SDSCC/SDS++ Performance Estimation Flow Options

A full bitstream compile can take much more time than a software compile, so the sds++/sdscc (referred to as sds++) applications provide performance estimation options to compute the estimated runtime improvement for a set of hardware function calls.

In the Application Project Settings pane, to invoke the estimator, select the Estimate Performance check box. This enables performance estimation for the current build configuration and builds the project.

Figure: Setting Estimate Performance in Application Project Settings

Estimating the speed-up is a two phase process:

  1. The SDSoC environment compiles the hardware functions and generates the system. Instead of synthesizing the system to bitstream, the sds++ computes an estimate of the performance based on estimated latencies for the hardware functions and data transfer time estimates for the callers of hardware functions.
  2. In the generated Performance Report, to determine a performance baseline and the performance estimate, select Click Here to run an instrumented version of the software on the target.

See the SDSoC Environment Getting Started Tutorial (UG1028) for a tutorial on how to use the Performance Report.

You can also generate a performance estimate from the command line. As a first pass to gather data about software runtime, use the -perf-funcs option to specify functions to profile and -perf-root to specify the root function encompassing calls to the profiled functions.

The sds++ system compiler then automatically instruments these functions to collect runtime data when the application is run on a board. When you run an instrumented application on the target, the program creates a file on the SD card called swdata.xml, which contains the runtime performance data for the run.

Copy the swdata.xml to the host, and run a build that estimates the performance gain on a per hardware function caller basis and for the top-level function specified by the –perf-root function in the first pass run. Use the –perf-est option to specify swdata.xml as input data for this build.

The following table specifies the sds++ system compiler options normally used to build an application.

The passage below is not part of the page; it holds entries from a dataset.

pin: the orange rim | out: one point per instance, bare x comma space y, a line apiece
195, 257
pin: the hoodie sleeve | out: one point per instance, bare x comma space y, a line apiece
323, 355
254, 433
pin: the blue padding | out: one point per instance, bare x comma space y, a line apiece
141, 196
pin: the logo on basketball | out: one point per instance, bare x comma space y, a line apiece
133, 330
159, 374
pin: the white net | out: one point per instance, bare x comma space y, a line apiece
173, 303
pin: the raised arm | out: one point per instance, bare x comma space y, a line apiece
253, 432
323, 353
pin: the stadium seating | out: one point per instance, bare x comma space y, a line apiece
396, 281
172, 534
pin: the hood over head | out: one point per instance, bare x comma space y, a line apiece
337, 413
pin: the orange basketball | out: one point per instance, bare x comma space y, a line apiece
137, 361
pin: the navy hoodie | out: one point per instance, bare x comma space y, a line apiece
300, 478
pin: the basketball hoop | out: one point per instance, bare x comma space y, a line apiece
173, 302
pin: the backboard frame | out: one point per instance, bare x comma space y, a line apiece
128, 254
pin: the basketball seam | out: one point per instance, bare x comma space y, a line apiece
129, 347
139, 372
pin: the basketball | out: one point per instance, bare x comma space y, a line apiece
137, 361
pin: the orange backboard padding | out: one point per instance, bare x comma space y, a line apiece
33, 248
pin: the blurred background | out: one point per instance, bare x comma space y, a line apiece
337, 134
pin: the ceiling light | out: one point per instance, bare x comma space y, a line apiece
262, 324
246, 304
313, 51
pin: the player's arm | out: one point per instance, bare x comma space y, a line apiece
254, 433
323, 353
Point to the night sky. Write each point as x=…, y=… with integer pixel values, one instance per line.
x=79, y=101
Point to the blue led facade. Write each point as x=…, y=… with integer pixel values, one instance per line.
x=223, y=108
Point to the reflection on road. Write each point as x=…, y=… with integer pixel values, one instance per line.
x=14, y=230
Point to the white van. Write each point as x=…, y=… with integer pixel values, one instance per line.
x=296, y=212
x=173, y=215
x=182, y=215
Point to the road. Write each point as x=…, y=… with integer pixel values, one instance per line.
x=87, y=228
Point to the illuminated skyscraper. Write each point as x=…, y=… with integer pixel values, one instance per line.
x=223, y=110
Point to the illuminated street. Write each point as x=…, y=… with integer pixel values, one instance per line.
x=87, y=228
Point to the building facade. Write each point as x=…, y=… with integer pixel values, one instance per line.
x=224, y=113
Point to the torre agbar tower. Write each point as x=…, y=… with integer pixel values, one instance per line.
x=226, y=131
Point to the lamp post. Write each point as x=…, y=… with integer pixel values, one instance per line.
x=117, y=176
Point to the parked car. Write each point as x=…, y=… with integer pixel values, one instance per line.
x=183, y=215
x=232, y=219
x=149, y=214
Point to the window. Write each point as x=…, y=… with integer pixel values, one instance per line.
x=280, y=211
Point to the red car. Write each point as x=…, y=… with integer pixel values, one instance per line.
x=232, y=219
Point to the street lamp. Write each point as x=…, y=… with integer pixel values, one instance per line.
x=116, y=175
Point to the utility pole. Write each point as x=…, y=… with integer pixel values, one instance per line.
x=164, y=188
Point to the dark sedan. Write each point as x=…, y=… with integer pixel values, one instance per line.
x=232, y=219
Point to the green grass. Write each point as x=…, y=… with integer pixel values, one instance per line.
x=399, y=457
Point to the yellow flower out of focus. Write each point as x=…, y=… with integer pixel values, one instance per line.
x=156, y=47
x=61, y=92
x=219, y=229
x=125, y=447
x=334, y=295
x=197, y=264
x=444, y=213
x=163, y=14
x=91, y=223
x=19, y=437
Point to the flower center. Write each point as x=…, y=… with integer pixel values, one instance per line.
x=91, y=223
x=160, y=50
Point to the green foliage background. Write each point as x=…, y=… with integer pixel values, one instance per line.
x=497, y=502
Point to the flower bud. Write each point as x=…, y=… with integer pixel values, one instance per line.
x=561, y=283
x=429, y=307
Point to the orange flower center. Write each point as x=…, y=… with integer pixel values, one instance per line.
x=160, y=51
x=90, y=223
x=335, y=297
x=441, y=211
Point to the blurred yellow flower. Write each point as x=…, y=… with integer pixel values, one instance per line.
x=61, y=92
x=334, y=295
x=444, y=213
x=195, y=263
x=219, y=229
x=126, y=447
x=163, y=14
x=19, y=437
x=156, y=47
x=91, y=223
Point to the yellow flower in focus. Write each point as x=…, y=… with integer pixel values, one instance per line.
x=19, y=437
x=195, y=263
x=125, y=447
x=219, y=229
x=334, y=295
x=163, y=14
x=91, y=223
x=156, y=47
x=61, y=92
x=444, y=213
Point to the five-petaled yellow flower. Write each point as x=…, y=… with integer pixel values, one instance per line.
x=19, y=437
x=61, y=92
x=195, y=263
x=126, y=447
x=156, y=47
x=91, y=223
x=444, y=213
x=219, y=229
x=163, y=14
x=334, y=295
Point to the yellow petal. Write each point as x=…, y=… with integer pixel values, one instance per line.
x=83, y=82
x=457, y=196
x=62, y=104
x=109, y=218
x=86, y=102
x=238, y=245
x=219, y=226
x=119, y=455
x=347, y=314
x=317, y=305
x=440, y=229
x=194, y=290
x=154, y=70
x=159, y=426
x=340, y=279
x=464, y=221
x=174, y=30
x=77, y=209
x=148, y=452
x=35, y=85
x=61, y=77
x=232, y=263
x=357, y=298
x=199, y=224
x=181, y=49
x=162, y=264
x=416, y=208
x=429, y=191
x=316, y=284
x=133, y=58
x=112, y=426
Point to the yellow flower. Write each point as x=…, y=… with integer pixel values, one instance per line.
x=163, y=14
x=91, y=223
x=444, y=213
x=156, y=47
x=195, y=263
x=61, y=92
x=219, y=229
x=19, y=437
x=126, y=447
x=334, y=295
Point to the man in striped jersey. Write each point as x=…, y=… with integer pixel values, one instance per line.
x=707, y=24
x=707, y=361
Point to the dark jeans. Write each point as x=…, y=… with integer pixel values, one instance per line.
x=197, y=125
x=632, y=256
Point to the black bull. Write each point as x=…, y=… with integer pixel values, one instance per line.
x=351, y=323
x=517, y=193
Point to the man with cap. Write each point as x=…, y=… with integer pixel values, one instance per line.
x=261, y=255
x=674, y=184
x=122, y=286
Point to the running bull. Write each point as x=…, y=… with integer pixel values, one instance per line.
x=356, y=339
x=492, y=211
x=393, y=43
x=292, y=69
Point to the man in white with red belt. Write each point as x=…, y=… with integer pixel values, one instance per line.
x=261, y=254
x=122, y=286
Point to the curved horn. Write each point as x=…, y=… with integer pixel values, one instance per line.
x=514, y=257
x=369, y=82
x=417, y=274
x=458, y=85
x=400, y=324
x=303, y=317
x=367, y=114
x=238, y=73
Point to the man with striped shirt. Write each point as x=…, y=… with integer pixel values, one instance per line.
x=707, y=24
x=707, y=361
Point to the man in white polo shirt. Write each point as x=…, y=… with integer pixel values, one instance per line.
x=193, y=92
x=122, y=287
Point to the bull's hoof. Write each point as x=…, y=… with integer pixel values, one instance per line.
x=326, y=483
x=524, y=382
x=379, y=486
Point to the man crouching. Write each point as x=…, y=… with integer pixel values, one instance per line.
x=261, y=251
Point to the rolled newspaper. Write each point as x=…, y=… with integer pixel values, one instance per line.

Table 1. Commonly used sds++ options
Option Description
-perf-funcs function_name_list Specifies a comma separated list of all functions to be profiled in the instrumented software application.
-perf-root function_name Specifies the root function encompassing all calls to the profiled functions. The default is the function main.
-perf-est data_file Specifies the file containing runtime data generated by the instrumented software application when run on the target. Estimate performance gains for hardware accelerated functions. The default name for this file is swdata.xml.
-perf-est-hw-only Runs the estimation flow without running the first pass to collect software run data. Using this option provides hardware latency and resource estimates without providing a comparison against baseline.
After running the sd_card image on the board for collecting profile data, type cd /; sync; umount /mnt;. This ensures that the swdata.xml file is written out to the SD card.